After watching, I set out to discover exactly what it meant to be UEP certified not realizing what a herculean task this would be or how confused I would become. Like most, I first searched the internet and found web addresses for uepcertified.com, unitedegg.com, and uepcertified.org. Having a suspicious mind when I find that there is a commercial web address (.com) and a non-profit web address (.org) for the same entity, red flags rise up, and it warrants further investigation. I found that all three are one and the same – promoting corporate ag and caged/non-caged egg production in confinement buildings.
Further confusion came when I read the UEP website, unitedegg.com, and I quote, “United Egg Producers (UEP) is a Capper-Volstead cooperative of egg farmers from all across the United States and representing the ownership of approximately 95% of all the nation’s egg-laying hens.” I didn’t realize that independent farmers were producing the majority of the eggs in this country I thought the eggs came from the vertically integrated system whereby a corporation owns everything except the mortgage on the farm they contract with and the manure their animals produce. I warrant that this needs further investigation, but that’s for another time!
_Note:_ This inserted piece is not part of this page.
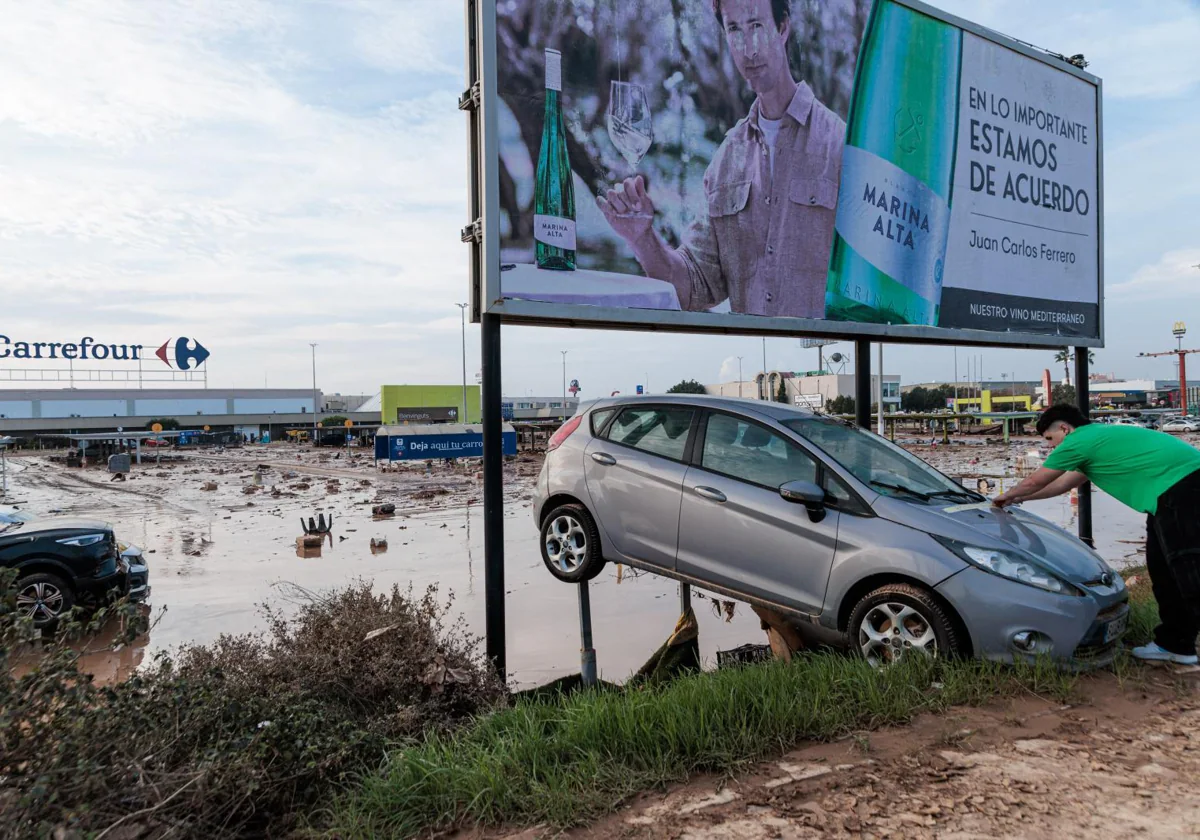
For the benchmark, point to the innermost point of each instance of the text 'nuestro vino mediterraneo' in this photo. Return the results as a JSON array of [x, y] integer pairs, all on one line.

Wading through all of the B.S., and I’m being polite here folks, I came out having to go back a second and third time to figure it all out. I printed out the freely available UEP Animal Husbandry Guidelines for U.S. Egg Laying Flocks which was found on both the .com and .org websites thinking that was the best place to start.
The 31 page document begins with a short history of egg laying chickens starting in the 1940’s and stimulates a not so wonderful picture of “small backyard flocks” producing the majority of eggs for our country at that time. It’s all in the wording folks that will lead you to think that industrial production and caged confined conditions that the corporate types now use are the best thing since sliced bread.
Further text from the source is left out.